Moved to pity, these citizens and organisations came to their succour. Some of them got loaves of bread and had them made into sandwiches with Sambol with the help of hotel-owners, some got biscuits, some boiled gram, etc. and some also got fruit drinks, tea, coffee and water etc., and had them served or served these themselves, even throughout the night.

This would indeed have gladdened many who, in view of the heinous crimes committed in the country today would have thought the milk of human kindness had dried up. But what of the equally indispensable other physical needs of these people! There were only the road-side drains, nooks and corners and the already polluted Kandy Lake for those in the queue by it. This is indeed a sad reflection of the City Fathers and the executives of the Kandy Municipality.

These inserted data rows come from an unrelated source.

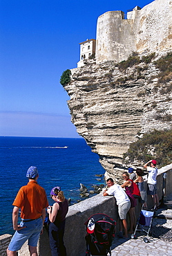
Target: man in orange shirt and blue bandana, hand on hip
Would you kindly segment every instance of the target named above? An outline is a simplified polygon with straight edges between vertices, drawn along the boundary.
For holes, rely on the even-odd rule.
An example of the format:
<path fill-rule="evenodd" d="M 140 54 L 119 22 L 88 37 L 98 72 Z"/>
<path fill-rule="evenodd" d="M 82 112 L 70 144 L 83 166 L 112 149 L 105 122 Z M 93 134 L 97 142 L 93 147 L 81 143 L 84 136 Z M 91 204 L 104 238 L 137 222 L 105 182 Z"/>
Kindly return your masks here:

Crowds coming to the city is not something new to them. It had been the practice to erect temporary toilets during the Esala Perahera. When the crowds were daily increasing and the queues becoming long, it should have surely struck them that they could get even mobile toilets! People cannot be blamed if they consider this insensitive, indifference on the part of the authorities.

The suffering of these devotees did not end at that. Some police officers were rude and in civil. They wanted these people to behave as if in a parade during these long hours. Some in the queue including children were taken out and put at a point at the back of the queue. There have been instances of assault too. Further, there are witnesses to the arrogance and disrespectful behaviour of some high-ranking officers amounting to sacrilege in the hallowed premises of the Maligawa. This is certainly not to say that all police officers behaved in this way. Anyway, in the public interest, these misdeeds need investigation.

However that may be, the organisers may be patting themselves on their backs that everything went off very well, while some of those devotees are feeling happy that they gathered more merit to the extent of suffering they endured than those who had VIP and ordinary passes. For the others, this pilgrimage to the historic city would not have been full of happy memories.